Re: Split-brain among HACMP cluster and Oracle9RAC

From: Hajo Ehlers <service_at_metamodul.com>
Date: 21 Sep 2006 13:12:26 -0700
Message-ID: <1158869546.004646.320670@k70g2000cwa.googlegroups.com>

Arne S wrote:
> Background:
> Part of our production environment is based on RS/6000 technology, with
> HACMP and Oracle9RAC as products on top. We have 4 p570's (4-ways),
> running AIX 5.3ML03, HACMP version 5.2 and OracleRAC version 9.2.0.7.
> These machines are spread across 2 server rooms (about 300meters
> distance). HACMP is configured witch concurrent disk access for Oracle
> db-files on raw devices. Also we have configured HACMP with both IP and
> NON-IP heartbeat (NON-IP heartbeat over SAN-disks). Oracle's
> interconnect are configured as part of HACMP configuration. The total
> number of databases/instances are about 20/80.
>
> My problem:
> During a test failover (the network in one serverrom goes down) I
> observed that all Oracle databases went to "freezed" condition. As far
> as I know, this is not correct. I have problem to find out why, but my
> guess is that Oracle is waiting for some "network down" or "node down"
> from HACMP before Oracle do some action. This will not happend, because
> HACMP is talking to all 4 nodes over NON-IP network over the SAN disks
> in such situation. When I shut down these 2 "isolated" machines, all
> Oracle databases went down (lmon died). I had to start all databases
> manually on the 2 "surviving" nodes. After startup I could access the
> databases as normal.

>From the HACMPredbook

...
The non-IP networks are direct connections (point-to-point) between nodes, and
do not use IP for heartbeat messages exchange, and are therefore less prone to
IP network elements failures. If these network types are used, in case of IP
network failure, nodes will still be able to exchange messages, so the decision is
to consider the network down and no resource group activity will take place.
...

So the non-ip network is designed to prevent split brain situation.

You say:
> the network in one serverrom goes down
The question: What do you mean which that sentence ? Have you been taken offline all network devices connected to the hamcp cluster - in this case you would have a network down event and the cluster should go down OR did you interrupt the conncetion between both site.

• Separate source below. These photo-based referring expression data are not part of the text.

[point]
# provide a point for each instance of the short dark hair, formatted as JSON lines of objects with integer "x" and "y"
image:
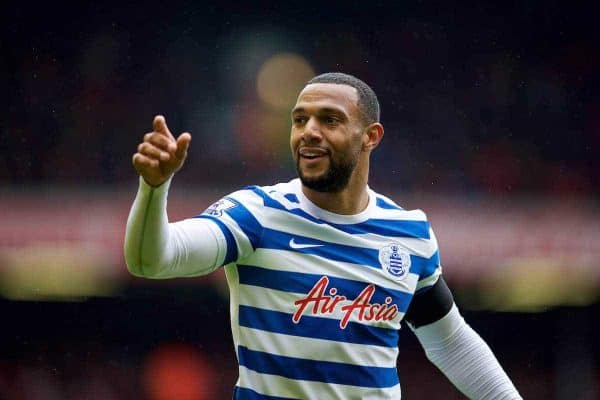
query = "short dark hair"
{"x": 367, "y": 99}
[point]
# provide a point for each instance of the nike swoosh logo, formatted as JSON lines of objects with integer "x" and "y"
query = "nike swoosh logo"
{"x": 295, "y": 245}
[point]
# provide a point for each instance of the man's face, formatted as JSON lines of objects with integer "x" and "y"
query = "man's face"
{"x": 326, "y": 136}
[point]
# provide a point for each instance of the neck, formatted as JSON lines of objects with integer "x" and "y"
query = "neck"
{"x": 351, "y": 200}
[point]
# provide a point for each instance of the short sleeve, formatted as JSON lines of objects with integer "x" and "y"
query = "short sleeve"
{"x": 235, "y": 216}
{"x": 432, "y": 268}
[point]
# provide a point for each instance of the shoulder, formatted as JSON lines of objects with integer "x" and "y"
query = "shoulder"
{"x": 280, "y": 195}
{"x": 386, "y": 208}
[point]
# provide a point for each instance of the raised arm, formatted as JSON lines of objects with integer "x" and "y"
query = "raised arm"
{"x": 155, "y": 248}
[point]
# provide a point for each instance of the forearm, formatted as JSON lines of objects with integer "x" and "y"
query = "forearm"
{"x": 460, "y": 353}
{"x": 156, "y": 249}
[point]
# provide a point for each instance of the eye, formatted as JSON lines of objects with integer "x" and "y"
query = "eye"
{"x": 299, "y": 120}
{"x": 331, "y": 120}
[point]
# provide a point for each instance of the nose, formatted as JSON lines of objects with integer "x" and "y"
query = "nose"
{"x": 312, "y": 130}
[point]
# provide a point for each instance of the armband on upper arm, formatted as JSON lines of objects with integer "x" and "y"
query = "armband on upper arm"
{"x": 430, "y": 305}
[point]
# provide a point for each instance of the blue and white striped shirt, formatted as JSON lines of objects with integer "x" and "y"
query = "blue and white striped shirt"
{"x": 316, "y": 297}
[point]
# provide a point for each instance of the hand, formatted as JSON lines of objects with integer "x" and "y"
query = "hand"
{"x": 160, "y": 155}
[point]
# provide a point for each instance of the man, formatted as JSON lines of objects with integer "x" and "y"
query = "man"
{"x": 321, "y": 269}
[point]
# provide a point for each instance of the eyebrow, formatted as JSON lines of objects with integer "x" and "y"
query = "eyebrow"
{"x": 323, "y": 110}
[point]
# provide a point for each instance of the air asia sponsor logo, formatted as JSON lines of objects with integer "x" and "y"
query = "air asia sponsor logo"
{"x": 361, "y": 307}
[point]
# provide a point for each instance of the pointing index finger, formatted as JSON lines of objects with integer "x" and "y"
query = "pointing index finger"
{"x": 160, "y": 125}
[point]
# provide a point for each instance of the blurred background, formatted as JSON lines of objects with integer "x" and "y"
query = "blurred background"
{"x": 492, "y": 121}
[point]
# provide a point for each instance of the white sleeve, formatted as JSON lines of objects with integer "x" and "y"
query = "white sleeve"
{"x": 462, "y": 355}
{"x": 155, "y": 248}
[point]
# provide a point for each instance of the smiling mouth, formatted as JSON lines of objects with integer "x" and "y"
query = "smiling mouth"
{"x": 312, "y": 153}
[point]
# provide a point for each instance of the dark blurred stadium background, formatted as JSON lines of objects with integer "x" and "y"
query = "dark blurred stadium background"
{"x": 492, "y": 120}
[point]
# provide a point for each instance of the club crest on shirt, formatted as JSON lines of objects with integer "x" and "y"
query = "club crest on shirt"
{"x": 217, "y": 208}
{"x": 394, "y": 261}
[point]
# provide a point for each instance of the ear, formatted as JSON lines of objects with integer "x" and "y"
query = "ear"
{"x": 372, "y": 135}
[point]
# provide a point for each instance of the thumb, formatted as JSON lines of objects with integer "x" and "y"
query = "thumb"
{"x": 183, "y": 143}
{"x": 160, "y": 125}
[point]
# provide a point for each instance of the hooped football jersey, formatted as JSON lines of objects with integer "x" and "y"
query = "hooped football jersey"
{"x": 316, "y": 297}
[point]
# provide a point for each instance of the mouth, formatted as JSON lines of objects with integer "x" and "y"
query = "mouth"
{"x": 312, "y": 153}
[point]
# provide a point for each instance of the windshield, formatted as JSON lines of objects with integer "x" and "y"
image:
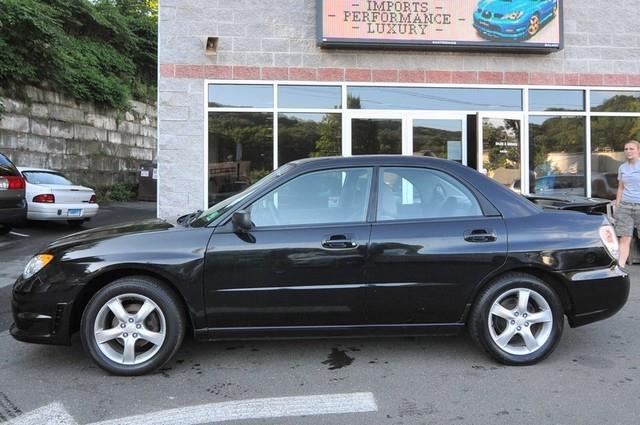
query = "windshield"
{"x": 221, "y": 207}
{"x": 46, "y": 177}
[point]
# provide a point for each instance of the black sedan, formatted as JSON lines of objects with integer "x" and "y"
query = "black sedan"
{"x": 370, "y": 245}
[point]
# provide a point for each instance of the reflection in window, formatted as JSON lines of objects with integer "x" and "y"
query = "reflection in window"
{"x": 320, "y": 97}
{"x": 615, "y": 101}
{"x": 241, "y": 95}
{"x": 435, "y": 98}
{"x": 376, "y": 136}
{"x": 501, "y": 150}
{"x": 240, "y": 151}
{"x": 556, "y": 100}
{"x": 335, "y": 196}
{"x": 608, "y": 136}
{"x": 557, "y": 155}
{"x": 308, "y": 135}
{"x": 441, "y": 138}
{"x": 416, "y": 193}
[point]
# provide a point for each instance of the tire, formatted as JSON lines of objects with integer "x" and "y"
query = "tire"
{"x": 131, "y": 345}
{"x": 500, "y": 325}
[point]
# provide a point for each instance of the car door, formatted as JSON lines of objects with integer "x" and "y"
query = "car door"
{"x": 433, "y": 241}
{"x": 303, "y": 261}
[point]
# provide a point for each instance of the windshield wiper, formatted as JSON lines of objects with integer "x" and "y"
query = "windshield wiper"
{"x": 187, "y": 219}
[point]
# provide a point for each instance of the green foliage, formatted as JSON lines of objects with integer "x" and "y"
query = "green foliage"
{"x": 102, "y": 51}
{"x": 117, "y": 193}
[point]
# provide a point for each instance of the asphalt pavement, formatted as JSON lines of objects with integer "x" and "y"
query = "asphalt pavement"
{"x": 591, "y": 378}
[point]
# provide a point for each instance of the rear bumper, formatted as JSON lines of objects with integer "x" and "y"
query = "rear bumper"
{"x": 13, "y": 215}
{"x": 597, "y": 294}
{"x": 60, "y": 211}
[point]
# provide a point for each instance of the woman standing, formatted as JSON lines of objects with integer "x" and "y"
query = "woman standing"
{"x": 628, "y": 198}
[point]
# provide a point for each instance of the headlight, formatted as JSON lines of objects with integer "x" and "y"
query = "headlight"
{"x": 514, "y": 15}
{"x": 36, "y": 264}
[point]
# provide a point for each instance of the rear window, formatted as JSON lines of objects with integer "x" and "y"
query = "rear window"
{"x": 7, "y": 168}
{"x": 46, "y": 177}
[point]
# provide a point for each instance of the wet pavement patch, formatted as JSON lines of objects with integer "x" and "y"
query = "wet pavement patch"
{"x": 338, "y": 359}
{"x": 8, "y": 409}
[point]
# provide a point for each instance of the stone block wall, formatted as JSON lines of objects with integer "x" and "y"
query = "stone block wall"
{"x": 89, "y": 144}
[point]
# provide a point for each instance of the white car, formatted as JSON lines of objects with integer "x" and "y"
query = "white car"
{"x": 51, "y": 196}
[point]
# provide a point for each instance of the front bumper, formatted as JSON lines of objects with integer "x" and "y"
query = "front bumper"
{"x": 515, "y": 30}
{"x": 596, "y": 294}
{"x": 61, "y": 211}
{"x": 42, "y": 314}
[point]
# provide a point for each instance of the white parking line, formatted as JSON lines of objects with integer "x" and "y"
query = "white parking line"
{"x": 54, "y": 413}
{"x": 19, "y": 234}
{"x": 258, "y": 408}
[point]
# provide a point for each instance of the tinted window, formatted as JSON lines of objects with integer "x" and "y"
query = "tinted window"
{"x": 6, "y": 167}
{"x": 556, "y": 100}
{"x": 45, "y": 177}
{"x": 416, "y": 193}
{"x": 325, "y": 97}
{"x": 241, "y": 95}
{"x": 335, "y": 196}
{"x": 434, "y": 98}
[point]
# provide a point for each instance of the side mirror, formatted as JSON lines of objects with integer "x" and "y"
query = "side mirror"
{"x": 241, "y": 221}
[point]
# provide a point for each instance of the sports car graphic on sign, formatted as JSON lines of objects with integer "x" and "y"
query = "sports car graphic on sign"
{"x": 513, "y": 19}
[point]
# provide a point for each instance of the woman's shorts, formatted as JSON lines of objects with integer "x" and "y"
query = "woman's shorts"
{"x": 627, "y": 217}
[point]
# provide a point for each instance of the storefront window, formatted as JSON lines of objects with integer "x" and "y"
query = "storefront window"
{"x": 376, "y": 136}
{"x": 435, "y": 98}
{"x": 308, "y": 135}
{"x": 557, "y": 155}
{"x": 608, "y": 136}
{"x": 308, "y": 97}
{"x": 615, "y": 101}
{"x": 556, "y": 100}
{"x": 441, "y": 138}
{"x": 240, "y": 151}
{"x": 241, "y": 95}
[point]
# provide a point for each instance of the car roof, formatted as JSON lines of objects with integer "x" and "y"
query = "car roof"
{"x": 21, "y": 169}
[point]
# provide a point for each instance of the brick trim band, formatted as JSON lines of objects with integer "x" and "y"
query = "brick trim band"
{"x": 224, "y": 72}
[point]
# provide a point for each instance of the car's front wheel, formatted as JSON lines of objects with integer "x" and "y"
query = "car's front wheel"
{"x": 518, "y": 319}
{"x": 132, "y": 326}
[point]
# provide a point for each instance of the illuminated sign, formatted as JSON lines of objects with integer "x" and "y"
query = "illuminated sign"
{"x": 468, "y": 24}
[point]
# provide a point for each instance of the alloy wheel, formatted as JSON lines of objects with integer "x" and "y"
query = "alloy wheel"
{"x": 520, "y": 321}
{"x": 130, "y": 329}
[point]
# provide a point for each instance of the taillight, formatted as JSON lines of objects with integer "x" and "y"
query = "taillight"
{"x": 609, "y": 240}
{"x": 46, "y": 198}
{"x": 12, "y": 182}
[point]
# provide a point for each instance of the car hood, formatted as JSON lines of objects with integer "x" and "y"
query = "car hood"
{"x": 108, "y": 232}
{"x": 502, "y": 6}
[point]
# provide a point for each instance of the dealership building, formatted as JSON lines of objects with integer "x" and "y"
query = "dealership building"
{"x": 540, "y": 95}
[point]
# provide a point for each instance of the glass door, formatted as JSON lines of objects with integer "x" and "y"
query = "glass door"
{"x": 500, "y": 152}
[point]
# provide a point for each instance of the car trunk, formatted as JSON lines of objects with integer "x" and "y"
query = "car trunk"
{"x": 66, "y": 194}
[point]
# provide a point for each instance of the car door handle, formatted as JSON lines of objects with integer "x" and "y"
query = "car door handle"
{"x": 339, "y": 242}
{"x": 480, "y": 235}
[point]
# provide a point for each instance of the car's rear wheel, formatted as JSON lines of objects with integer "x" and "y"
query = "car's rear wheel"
{"x": 132, "y": 326}
{"x": 534, "y": 25}
{"x": 518, "y": 319}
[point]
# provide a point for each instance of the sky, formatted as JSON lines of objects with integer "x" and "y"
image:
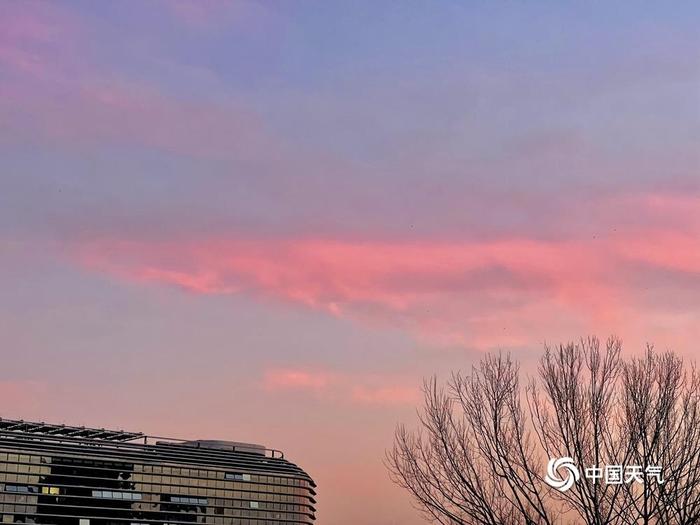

In the later case you have a site failure from each cluster point of view.
Meaning that HACMP does see that it has still a connection to its swiches ( so the physic is okay ) but any IP communication path to the other site is lost.

So the question arise, how shell HACMP behave ? It does not know if the other site still has a connection to the (user)network or not. So its up to you to determine which site shall stay up.

Just from my very rusty hacmp knowledge
Hajo Received on Thu Sep 21 2006 - 15:12:26 CDT